Başını çevirdiğinde baktığı yöne döndüm. Sabah gördüğüm kişi saksıda kaktüsü dayıma uzattı. Dayımın almasını beklerken beklemediğim bir durumla karşı karşıya geldim. Dayımın işareti ile kaktüsü bana uzatmıştı. Gözlerimi dayıma çevirdim.
"Kenara bırak." dedim umursamazca. Şu an tek istediğim dayımdan ayrılmamak.
"Kaktüsü beğenmedin mi?" dedi gülerek, dayım. Başımı iki yana sallayıp gülümsedim.
"Hayır, beğendim. Şu an kaktüs umrumda değil, dayı. Lütfen, izin ver ben de geliyim seninle."
"Olmaz, Aşkım. Burda duracaksın."
Sesini yükseltmek istemiyordu. Hem dayım bana sesini hiç yükseltmezdi ki.
"Hanımefendi, Memduh Beyi zor durumda bırakıyorsunuz-"
"Kes sesini!"
Dayımdan ayrıldım bir hışım. Hiç bir şey demiyordu. Korkuyorum.
"Bu kim dayı?! Kim oluyor da sabah bana ayrılan odada oluyor? Bir de gelmiş işime karışıyor."
"Sana zarar vermez."
Dayımın bu kadar rahat davranması beni dumura uğratırken sinirlerim beni zorluyordu. Çok suskun.
Ortamda oluşan hareketlilikle başımı o adama çevirdim. İfadesiz dayıma bakıyordu. Herkeste takım elbise varken bir tek onda yoktu.
"Seni seviyorum, aşk kızım."
Dayım gözlerini bir müddet bende oyalayıp arkasını döndü. Arabaya doğru ilerliyordu.

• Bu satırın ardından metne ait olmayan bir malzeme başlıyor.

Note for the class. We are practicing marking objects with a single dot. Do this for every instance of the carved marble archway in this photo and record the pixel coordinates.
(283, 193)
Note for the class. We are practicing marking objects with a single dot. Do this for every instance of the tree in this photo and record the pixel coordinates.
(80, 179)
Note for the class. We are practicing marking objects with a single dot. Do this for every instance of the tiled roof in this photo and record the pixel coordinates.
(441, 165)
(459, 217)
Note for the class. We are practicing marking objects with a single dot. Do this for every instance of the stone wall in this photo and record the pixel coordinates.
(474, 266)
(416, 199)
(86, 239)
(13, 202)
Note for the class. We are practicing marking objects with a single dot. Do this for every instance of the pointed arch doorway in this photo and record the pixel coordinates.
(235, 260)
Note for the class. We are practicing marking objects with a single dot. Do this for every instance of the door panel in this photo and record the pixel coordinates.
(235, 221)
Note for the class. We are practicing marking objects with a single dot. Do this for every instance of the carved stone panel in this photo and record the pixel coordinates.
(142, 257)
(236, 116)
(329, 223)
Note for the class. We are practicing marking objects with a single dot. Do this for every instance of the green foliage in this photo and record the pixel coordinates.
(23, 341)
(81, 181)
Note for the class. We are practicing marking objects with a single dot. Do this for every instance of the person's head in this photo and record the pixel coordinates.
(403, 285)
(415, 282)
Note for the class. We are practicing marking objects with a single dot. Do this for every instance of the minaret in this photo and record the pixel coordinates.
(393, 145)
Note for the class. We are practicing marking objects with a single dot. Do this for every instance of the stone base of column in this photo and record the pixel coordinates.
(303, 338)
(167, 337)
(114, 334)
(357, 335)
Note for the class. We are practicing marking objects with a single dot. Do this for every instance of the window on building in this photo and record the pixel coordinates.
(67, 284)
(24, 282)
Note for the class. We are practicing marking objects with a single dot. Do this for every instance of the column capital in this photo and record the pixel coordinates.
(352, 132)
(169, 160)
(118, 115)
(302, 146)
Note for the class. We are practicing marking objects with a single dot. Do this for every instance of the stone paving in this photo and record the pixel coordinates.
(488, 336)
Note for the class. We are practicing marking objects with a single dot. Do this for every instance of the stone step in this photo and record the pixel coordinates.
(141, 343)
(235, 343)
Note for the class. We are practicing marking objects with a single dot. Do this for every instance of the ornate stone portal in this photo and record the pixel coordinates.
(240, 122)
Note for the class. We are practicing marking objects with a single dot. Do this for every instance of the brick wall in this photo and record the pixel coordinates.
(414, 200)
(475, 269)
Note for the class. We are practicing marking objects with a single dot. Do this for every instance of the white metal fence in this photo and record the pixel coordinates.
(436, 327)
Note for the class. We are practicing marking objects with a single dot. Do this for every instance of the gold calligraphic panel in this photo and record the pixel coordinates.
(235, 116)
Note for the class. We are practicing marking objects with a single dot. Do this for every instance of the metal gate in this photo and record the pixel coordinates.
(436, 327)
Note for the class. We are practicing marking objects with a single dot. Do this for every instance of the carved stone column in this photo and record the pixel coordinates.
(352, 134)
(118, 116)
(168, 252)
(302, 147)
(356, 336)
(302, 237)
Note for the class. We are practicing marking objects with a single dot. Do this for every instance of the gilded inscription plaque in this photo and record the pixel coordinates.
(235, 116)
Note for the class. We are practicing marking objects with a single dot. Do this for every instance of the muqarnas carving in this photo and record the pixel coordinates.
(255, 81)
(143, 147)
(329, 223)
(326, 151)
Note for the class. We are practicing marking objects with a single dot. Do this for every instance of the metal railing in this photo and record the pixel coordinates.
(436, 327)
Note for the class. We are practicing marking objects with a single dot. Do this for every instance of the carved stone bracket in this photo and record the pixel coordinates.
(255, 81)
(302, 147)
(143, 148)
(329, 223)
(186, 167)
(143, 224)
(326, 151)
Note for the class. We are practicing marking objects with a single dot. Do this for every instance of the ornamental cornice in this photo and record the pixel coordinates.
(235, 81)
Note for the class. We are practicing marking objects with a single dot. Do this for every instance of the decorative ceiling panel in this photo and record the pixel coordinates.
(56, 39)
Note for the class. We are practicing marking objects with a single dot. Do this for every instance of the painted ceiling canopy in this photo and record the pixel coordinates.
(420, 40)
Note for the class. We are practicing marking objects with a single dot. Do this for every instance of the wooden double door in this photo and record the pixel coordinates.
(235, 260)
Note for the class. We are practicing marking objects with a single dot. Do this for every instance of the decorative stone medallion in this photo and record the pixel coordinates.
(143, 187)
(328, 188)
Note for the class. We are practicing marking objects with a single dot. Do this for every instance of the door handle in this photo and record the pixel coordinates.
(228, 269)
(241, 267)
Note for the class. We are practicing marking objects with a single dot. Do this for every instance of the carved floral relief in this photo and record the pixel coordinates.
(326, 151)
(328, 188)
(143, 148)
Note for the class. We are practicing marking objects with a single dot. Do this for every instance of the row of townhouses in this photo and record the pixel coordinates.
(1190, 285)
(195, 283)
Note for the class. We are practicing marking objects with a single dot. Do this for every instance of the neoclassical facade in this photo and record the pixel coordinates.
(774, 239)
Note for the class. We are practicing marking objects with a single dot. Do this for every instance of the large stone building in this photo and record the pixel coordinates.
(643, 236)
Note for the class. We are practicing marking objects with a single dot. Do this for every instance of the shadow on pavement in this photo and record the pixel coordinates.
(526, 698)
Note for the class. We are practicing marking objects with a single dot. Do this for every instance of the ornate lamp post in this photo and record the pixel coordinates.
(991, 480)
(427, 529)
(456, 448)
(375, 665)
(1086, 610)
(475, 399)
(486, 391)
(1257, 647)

"Dayı! Ölmeyeceksin değil mi?"
Kendimi bırakmıştım. Çocuk gibi ağlıyordum. Durmadı. Arabaya bindi. Adımlarımı arabaya doğru hareketlendi ve ben arabaya doğru koşmaya başladım. Hareket etmişti.
"Dayı! Gitme!"
Kolumdan tutulmamla sendeledim. Diğer kolumdan da tuttuğunda çırpınmaya başladım.
"Bırak beni."
Gözlerimi sımsıkı kapatıp açtığımda çatılmış kaşlarıyla bana bakıyordu. Omzuna vurup bağırdım.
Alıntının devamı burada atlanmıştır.